Positive bias in the text

One of the more interesting findings concerns tone. We find a positive bias in Beige Book content across all LLMs, supporting the hypothesis of inherent optimism in central bank communications.

The descriptive statistics point in that direction quite strongly. Mean scores ranged from 0.0875 for Cohere Command R+ to 0.6125 for Meta Llama 3 70B. Only Titan Text Premier produced a minimum score of -1, and only twice. By contrast, two LLMs produced a score of 1. We read this as evidence of consistent positive bias across models and districts.

Limits of the findings

One issue is cost and access. The use of on-demand LLMs through AWS Bedrock can become expensive, especially during testing and implementation.

Another issue is prompt design. The same prompt was used across all five models, which helped standardise the study, but may not have fully used the strengths of each model.

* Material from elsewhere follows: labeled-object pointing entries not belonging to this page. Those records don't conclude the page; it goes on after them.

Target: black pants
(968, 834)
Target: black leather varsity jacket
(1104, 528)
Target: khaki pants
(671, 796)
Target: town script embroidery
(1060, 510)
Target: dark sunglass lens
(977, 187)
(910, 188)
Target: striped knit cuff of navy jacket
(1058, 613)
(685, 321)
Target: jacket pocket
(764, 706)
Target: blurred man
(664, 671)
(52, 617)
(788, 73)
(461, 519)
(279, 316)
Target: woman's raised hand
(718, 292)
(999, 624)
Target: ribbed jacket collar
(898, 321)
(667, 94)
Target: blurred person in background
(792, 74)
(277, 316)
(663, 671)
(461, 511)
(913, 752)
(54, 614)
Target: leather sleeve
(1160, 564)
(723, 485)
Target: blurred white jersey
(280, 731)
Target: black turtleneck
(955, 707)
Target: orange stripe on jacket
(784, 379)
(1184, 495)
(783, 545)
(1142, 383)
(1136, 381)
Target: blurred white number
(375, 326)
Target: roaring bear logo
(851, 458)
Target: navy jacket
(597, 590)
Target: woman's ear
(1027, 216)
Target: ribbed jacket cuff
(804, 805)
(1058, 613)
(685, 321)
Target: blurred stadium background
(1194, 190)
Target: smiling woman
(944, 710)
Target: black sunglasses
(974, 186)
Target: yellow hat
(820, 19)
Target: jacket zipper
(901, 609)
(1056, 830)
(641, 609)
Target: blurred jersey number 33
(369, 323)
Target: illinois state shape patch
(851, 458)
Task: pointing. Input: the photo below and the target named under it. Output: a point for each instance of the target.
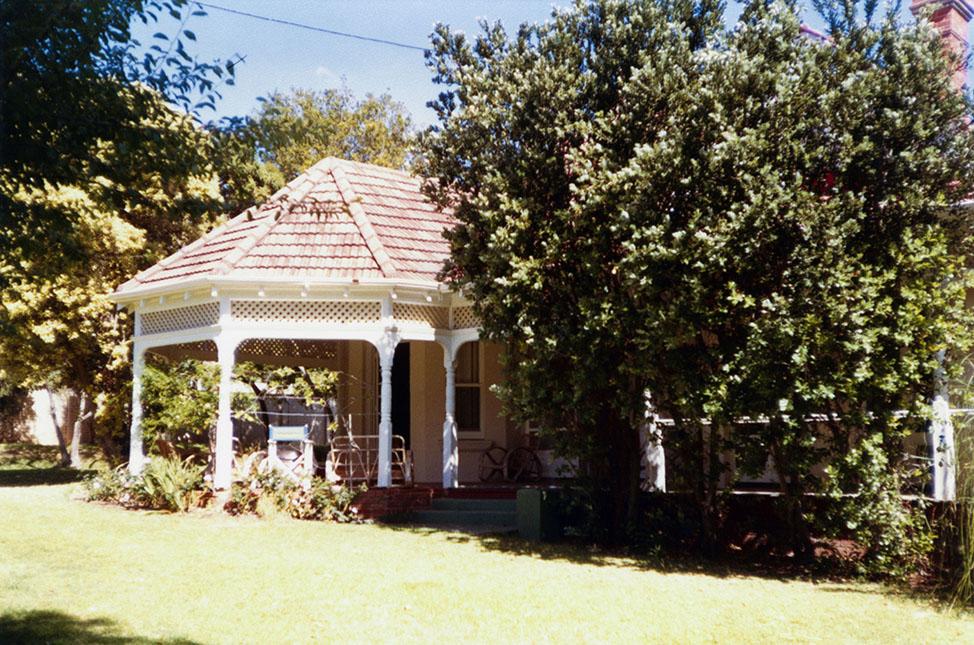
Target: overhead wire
(324, 30)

There is also a modelling issue. The combination of multiple LLM scores and several control variables created a high-dimensional input space relative to a sample of 80 reports. NIPALS is designed for multicollinearity and dimension reduction, but the risk of overfitting still remains.

Why this matters

What this study really shows is that large language models can do something useful with qualitative macroeconomic text. They can turn it into structured numerical signals that are at least testable in a market setting.

That matters because much of macro analysis still lives in prose. Central bank material and and policy statements may influence markets, but they are harder to formalise than time series. This study shows one way to bridge that gap. The study also provides a more measured view of how AI may fit into financial research. The best use here was not as a standalone prediction engine. It was as a tool for extracting signal from difficult text and then combining that signal with traditional indicators.